The reports all pointed in that direction, according to a number of analysts, who also said the way events are unfolding suggests that Fed policymakers won't be raising rates again anytime soon.
September 18, 2000
The Wall Street Journal
Economic Data Continue to Augur Soft Landing:
October 28, 2000
Cleveland Plain Dealer
Economy Cools to Rate Suggesting Soft Landing: The economy shifted into a much lower gear during the summer, registering its slowest speed in more than a year and reflecting a drop in government spending and weaker business investment... "We have downshifted ... but we're not on the brink of a recession," said Paul Kasriel, chief economist for Northern Trust Co. The report, he said, is consistent with the Federal Reserve's desire to bring the high-flying economy down to a more sustainable rate of growth.
October 29, 2000
The Atlanta Journal and Constitution
Stock market fall hurts, but 'soft landing' helps
November 27, 2000
This Political Shock Won't Upset the Soft Landing: THE FED SEEMS CONTENT that the slowdown is leading toward the desired soft landing, although policymakers are still not convinced that the threat of rising inflation is abating. After hiking its overnight rate from 4.75% in June, 1999, to 6.5% in May, 2000, the Fed at its Nov. 15 policy meeting continued to leave interest rates unchanged. The Fed admitted that the economy could slow to a pace even below its long-run trend, generally taken to be 3.5% or so. However, it said that the slowdown in demand to date has not been sufficient to alter its view that the risks in the outlook are weighted toward conditions that could generate higher inflation.
...The bottom line is that, yes, the economy is slowing as the Fed's efforts to pull off a soft landing bear fruit. And little indicates that this nation's ongoing political shock will rattle the economy, especially since the fundamentals remain quite sturdy. The Greenspan Fed pulled off a soft landing in 1994, and it will very likely succeed again in 2001 -- regardless of how long it takes to elect a President.
Dec 7th, 2000
Slowing down, to what?: The latest economic figures are consistent with a soft landing. As Mr Greenspan made plain in his speech, an economic slowdown is what the Fed has been aiming to achieve by raising interest rates six times in the past 18 months. By creating economic slack, this should stop inflation rising further.
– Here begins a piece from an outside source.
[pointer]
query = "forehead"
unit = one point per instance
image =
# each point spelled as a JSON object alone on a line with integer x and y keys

And despite the share-price jump this week, recent market edginess will usefully remind investors about risk and so deter reckless investment.
The markets are also right that few economists are actually predicting a hard landing. The average forecast for growth in 2001 by 15 economists polled by The Economist this week was 3.0%.
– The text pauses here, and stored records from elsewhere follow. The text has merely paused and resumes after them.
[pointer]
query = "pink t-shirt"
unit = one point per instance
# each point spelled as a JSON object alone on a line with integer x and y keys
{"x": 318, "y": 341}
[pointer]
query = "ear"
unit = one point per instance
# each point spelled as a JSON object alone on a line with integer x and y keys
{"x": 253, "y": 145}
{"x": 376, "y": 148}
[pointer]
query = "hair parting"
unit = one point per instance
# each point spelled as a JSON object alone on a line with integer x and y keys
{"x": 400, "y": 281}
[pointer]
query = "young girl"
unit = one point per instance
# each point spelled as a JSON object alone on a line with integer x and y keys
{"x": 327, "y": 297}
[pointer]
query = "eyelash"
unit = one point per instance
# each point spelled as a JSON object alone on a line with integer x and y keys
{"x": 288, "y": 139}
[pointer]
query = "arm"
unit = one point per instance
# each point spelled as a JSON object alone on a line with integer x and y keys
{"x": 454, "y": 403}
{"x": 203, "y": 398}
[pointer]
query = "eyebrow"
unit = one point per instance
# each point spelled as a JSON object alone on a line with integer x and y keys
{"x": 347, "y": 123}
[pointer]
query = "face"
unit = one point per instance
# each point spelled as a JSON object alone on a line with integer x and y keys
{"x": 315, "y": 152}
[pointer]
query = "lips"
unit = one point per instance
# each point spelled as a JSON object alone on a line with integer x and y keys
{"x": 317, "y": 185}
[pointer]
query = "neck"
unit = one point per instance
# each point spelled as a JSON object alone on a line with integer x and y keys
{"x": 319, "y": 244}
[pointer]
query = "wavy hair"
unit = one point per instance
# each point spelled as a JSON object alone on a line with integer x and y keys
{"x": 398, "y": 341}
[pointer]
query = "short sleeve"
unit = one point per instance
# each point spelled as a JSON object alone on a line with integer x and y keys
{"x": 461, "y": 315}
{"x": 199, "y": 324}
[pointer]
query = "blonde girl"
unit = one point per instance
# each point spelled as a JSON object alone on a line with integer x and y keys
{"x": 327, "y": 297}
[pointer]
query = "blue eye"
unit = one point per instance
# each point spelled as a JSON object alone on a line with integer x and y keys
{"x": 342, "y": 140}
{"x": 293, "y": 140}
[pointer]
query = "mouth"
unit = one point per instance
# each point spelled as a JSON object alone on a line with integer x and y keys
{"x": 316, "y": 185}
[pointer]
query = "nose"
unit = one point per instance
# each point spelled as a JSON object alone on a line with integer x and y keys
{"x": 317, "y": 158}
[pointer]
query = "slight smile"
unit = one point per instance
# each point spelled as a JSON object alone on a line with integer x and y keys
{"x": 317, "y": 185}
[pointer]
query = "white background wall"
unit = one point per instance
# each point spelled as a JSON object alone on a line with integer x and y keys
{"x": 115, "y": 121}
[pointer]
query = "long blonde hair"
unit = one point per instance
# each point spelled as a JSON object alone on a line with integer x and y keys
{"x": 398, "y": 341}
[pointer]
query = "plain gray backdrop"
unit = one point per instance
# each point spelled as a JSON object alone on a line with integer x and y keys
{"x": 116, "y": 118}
My point is a relatively simple one: I don't think that we have nearly enough evidence yet to conclude that the Fed has acheived a soft landing for the US economy. Any guesses about how rough the landing will be will thus have to be based on guesses, predictions, and assumptions about how consumers and businesses will behave over the next several months. So I would be hesitant to congratulate the Fed on its successful soft landing until we know (maybe by mid-2007) if the relatively optimistic suppositions about future consumer and business behavior were right.
It's also worth noting that even as late as November 2000, the signals from the Fed and the interpretation of Fed-watchers were that the chances were that the next interest rate move by the Fed would be an increase. Now we know, of course, that they were compelled to decrease interest rates just a few weeks later. So despite the Fed's rhetoric to the contrary, I would still be cautious in believing that the Fed's next move in the current episode will end up being another increase.